GOODBYE PRIVACY


Festival Ars Electronica 2007

Zwischen den Angstszenarien einer perfekten Überwachung und der Begeisterung an medialer Selbstdarstellung bildet sich eine neue Alltagskultur aus. In der alles öffentlich und nichts mehr privat scheint. Panoptikum oder vollendete (Meinungs-) Freiheit des/der Einzelnen? In Form von Symposien, Ausstellungen, Performances und Interventionen begibt sich das Festival Ars Electronica 2007 auf eine Spurensuche nach Bedeutung und Verhältnis von Öffentlichkeit und Privatheit. Von 5. bis 11. September 2007. In ganz Linz.

Second City

Vor dem Hintergrund der (unfreiwilligen) digitalen Transparenz und (freiwilligen) Veräußerung von Privatheit „veröffentlicht“ sich auch das Festival. Städtische Räume und Infrastruktur dienen Ars Electronica dabei nicht nur als Bühne, sondern als Medien, die mit künstlerischen Interventionen verschmelzen ihrerseits zur Botschaft werden. Epizentrum dieser „Durchdringung“ wird die Marienstraße, eine seltsam tote Insel mitten im Linzer Zentrum. Die vielen hier leerstehenden Geschäftsräumlichkeiten bewirken eine Atmosphäre, die der Kulissenhaftigkeit virtueller Städte und Gebäude stark ähnelt. Ars Electronica wird diese Geschäftsräumlichkeiten anmieten und die Marienstraße zur Second City, zum Portal zwischen Wirklichkeit und Künstlichkeit, umfunktionieren. Was hier zwischen 5. und 11. September inszeniert wird ist keine Belebung im städteplanerischen Sinn, sondern besitzt flüchtigen, virtuellen Charakter. Ist reale Künstlichkeit und vice versa künstliche Realität. Die traditionelle Ausbreitung des Festivals erreicht damit eine neue Qualität – nicht nur in die Stadt hinaus, sondern durch die Stadt hindurch.
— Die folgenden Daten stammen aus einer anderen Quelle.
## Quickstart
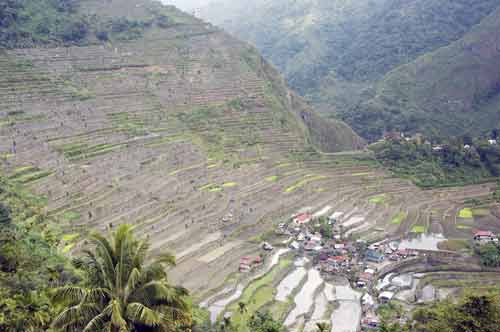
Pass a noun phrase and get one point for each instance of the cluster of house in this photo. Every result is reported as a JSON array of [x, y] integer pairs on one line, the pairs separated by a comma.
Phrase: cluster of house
[[485, 237], [420, 139], [248, 263]]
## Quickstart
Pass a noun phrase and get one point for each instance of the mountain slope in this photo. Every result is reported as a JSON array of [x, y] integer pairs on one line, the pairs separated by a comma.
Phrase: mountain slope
[[336, 52], [452, 91], [171, 130]]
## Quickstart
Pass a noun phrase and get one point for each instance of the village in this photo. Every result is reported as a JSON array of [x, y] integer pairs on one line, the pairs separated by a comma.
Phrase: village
[[320, 238]]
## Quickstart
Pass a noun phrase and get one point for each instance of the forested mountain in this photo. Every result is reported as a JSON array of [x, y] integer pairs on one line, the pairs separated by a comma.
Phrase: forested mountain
[[339, 54]]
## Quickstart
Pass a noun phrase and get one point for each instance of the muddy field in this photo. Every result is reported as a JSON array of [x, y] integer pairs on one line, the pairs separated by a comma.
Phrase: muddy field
[[184, 137]]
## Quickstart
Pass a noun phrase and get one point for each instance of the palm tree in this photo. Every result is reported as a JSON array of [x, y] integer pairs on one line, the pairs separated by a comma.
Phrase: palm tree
[[242, 307], [323, 327], [122, 292]]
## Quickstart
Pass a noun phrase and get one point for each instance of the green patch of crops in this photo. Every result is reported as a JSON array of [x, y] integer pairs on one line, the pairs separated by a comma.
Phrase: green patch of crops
[[308, 179], [418, 229], [465, 213], [379, 199], [397, 219]]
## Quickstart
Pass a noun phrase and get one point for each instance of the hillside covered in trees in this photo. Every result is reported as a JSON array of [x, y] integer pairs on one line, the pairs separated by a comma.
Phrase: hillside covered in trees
[[414, 66]]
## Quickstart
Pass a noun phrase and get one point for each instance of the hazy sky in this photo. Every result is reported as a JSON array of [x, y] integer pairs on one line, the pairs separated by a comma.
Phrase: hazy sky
[[187, 5]]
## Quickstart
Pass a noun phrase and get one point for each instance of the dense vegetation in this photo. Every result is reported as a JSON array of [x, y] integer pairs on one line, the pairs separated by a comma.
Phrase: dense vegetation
[[27, 23], [478, 313], [414, 66], [489, 254], [472, 313], [111, 287], [29, 262], [449, 164], [121, 290]]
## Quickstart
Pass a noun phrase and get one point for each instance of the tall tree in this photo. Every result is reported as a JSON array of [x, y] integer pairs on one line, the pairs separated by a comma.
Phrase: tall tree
[[122, 292]]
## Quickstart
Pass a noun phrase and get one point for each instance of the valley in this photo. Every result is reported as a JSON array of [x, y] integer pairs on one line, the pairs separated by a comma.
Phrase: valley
[[193, 138]]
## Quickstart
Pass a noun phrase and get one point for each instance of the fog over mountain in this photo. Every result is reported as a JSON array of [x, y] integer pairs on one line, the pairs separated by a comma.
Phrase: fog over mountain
[[187, 5]]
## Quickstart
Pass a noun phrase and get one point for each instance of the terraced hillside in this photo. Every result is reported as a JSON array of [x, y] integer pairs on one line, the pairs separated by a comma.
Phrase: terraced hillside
[[425, 65], [189, 135]]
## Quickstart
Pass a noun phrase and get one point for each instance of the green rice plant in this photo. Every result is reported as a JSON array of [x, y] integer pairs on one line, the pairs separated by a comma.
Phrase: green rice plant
[[465, 213]]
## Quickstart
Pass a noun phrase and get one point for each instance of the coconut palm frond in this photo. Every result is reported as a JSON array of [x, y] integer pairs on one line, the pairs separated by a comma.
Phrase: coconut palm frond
[[97, 324], [68, 294], [166, 259], [117, 316], [138, 312], [123, 293]]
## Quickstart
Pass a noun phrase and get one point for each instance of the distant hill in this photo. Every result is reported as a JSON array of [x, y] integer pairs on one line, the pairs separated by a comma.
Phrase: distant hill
[[166, 122], [339, 53]]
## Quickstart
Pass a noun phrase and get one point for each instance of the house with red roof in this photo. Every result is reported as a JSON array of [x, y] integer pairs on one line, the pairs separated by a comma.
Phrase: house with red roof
[[485, 237], [302, 218]]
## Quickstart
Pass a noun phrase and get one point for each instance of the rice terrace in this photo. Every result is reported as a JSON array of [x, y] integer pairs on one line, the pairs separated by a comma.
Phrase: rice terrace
[[193, 138]]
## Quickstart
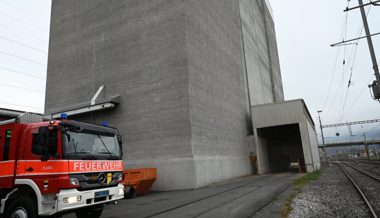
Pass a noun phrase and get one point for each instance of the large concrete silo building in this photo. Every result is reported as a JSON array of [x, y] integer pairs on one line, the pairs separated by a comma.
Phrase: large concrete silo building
[[179, 77]]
Ars Electronica – bleibt alles anders

Ein Mix aus traditionellen Programmpunkten und völlig neuen Ansätzen macht GOODBYE PRIVACY in mehrerlei Hinsicht zu einem einzigartigen Festival. Nicht nur die „Kunst im öffentlichen Raum“ erfährt eine qualitative Weiterentwicklung zur „Kunst als öffentlicher Raum“. Auch die Konzeption des mittlerweile traditionellen Campus unterscheidet sich grundlegend von jener der vergangenen Jahre: Campus 2.0 begreift Vernetzung nicht nur als Chance zum Austausch von Erfahrungswerten und Wissen, sondern als grundlegenden Wesenszug des Forschungsprozesses an sich. Nicht die Leistungsschau einer (Kunst-) Universität, sondern die Vernetzung von Forschungseinrichtungen steht deshalb im Mittelpunkt. Ein weiteres Novum bringt das Animation Festival: 2005 erstmals Programmpunkt der Ars Electronica, wird das Animation Festival heuer exportiert und findet nicht nur in Linz, sondern zeitgleich auch in Wien und Kiew statt.
Ebenfalls zum ersten Mal ist Radio Ö1 mit seinem neuen „Mobilen Atelier“ präsent. Das prototypische Container-Modul ist für sich ein innovatives Kunstwerk, das mit dem jeweiligen Environment in Dialog tritt. Darüber hinaus bietet das „Mobile Atelier“ Raum für künstlerische Arbeitsprozesse und Ausstellungsflächen.
Ein weiteres Experiment wagen Ars Electronica und Stephan Doesinger mit „Bastard Spaces“, der ersten „Annual Architecture Competition in Second Life“. Der offene Wettbewerb begibt sich auf eine Spurensuche nach neuen Trends in Architektur und Design.